The addition of an US-guided ilioinguinal nerve block to a single-shot caudal block decreases the severity of pain experienced by pediatric groin surgery patients. The decrease in pain scores were particularly pronounced in inguinal hernia repair patients.
腹股沟疝修补术、鞘膜积液切除术和睾丸固定术是儿童常见的外科手术。术后疼痛控制通常采用单次骶管阻滞。髂腹股沟神经阻滞可能会带来额外的镇痛效果。本双盲随机对照试验的目的是评估在手术结束时使用超声(US)引导,用局部麻醉剂与生理盐水进行髂腹股沟神经辅助阻滞的疗效,并探讨延长镇痛时间以及减少术后止痛药需求的可能性。
50例年龄在1 - 6岁、计划进行单侧腹股沟疝修补术、鞘膜积液切除术、睾丸固定术或睾丸切除术的儿童被前瞻性随机分为两组:S组接受超声引导下0.1 ml/kg⁻¹的无防腐剂生理盐水髂腹股沟神经阻滞,B组在手术结束时接受超声引导下0.1 ml/kg⁻¹的含1:200,000肾上腺素的0.25%布比卡因神经阻滞。在麻醉诱导后但手术切口前,所有患者均接受0.7 ml/kg⁻¹的含1:200,000肾上腺素的0.125%布比卡因骶管麻醉。由一名盲法观察者观察患者:(i)使用儿童和婴儿术后疼痛量表评估疼痛评分;(ii)在麻醉后恢复室(PACU)对急救药物的需求;(iii)家长在家中给予口服止痛药的需求。
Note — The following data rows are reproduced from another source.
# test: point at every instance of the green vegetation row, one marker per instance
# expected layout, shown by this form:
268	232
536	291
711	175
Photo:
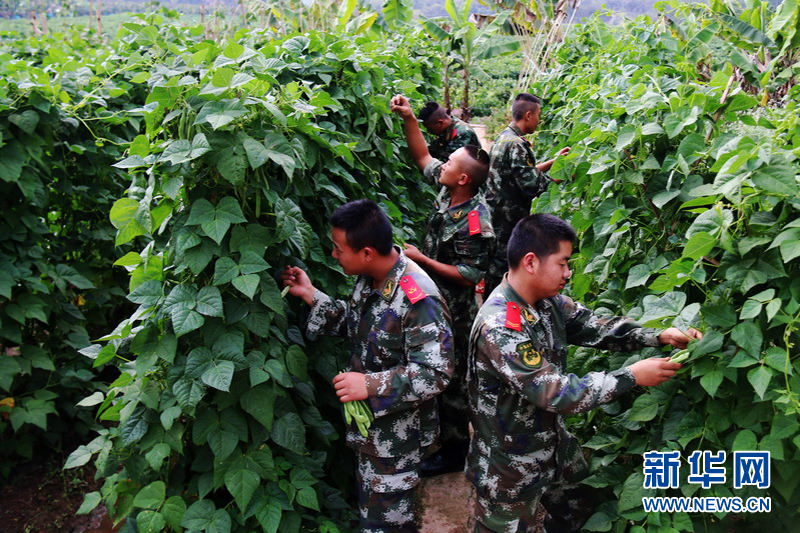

48例患者(46例男性,2例女性)纳入研究,平均年龄3.98岁(标准差±1.88)。2例患者因违反研究方案和/或手术程序改变而被排除在研究之外。骶管阻滞组和骶管/髂腹股沟阻滞组在恢复室的整个停留期间报告的平均疼痛评分分别为1.92(标准差±1.59)和1.18(标准差±1.31)。平均疼痛评分差异为0.72(标准差±0.58),具有统计学意义(P < 0.05)。此外,按手术类型检查时发现,骶管阻滞组和骶管/髂腹股沟阻滞组之间的平均疼痛评分差异在腹股沟疝修补术患者中具有统计学意义(P < 0.05),但在其他腹股沟手术患者中无统计学意义(P = 0.13)。对于所有腹股沟手术患者,骶管阻滞组23例患者中有6例,骶管/髂腹股沟阻滞组25例患者中有8例在整个住院期间或家中需要疼痛急救药物(P = 0.76)。总体而言,骶管阻滞组平均接受0.54(标准差±1.14)剂疼痛急救药物,而骶管/髂腹股沟阻滞组平均接受0.77(标准差±1.70)剂疼痛急救药物;然而,这无统计学意义(P = 0.58)。
在单次骶管阻滞基础上增加超声引导下的髂腹股沟神经阻滞可降低小儿腹股沟手术患者的疼痛严重程度。疼痛评分的降低在腹股沟疝修补术患者中尤为明显。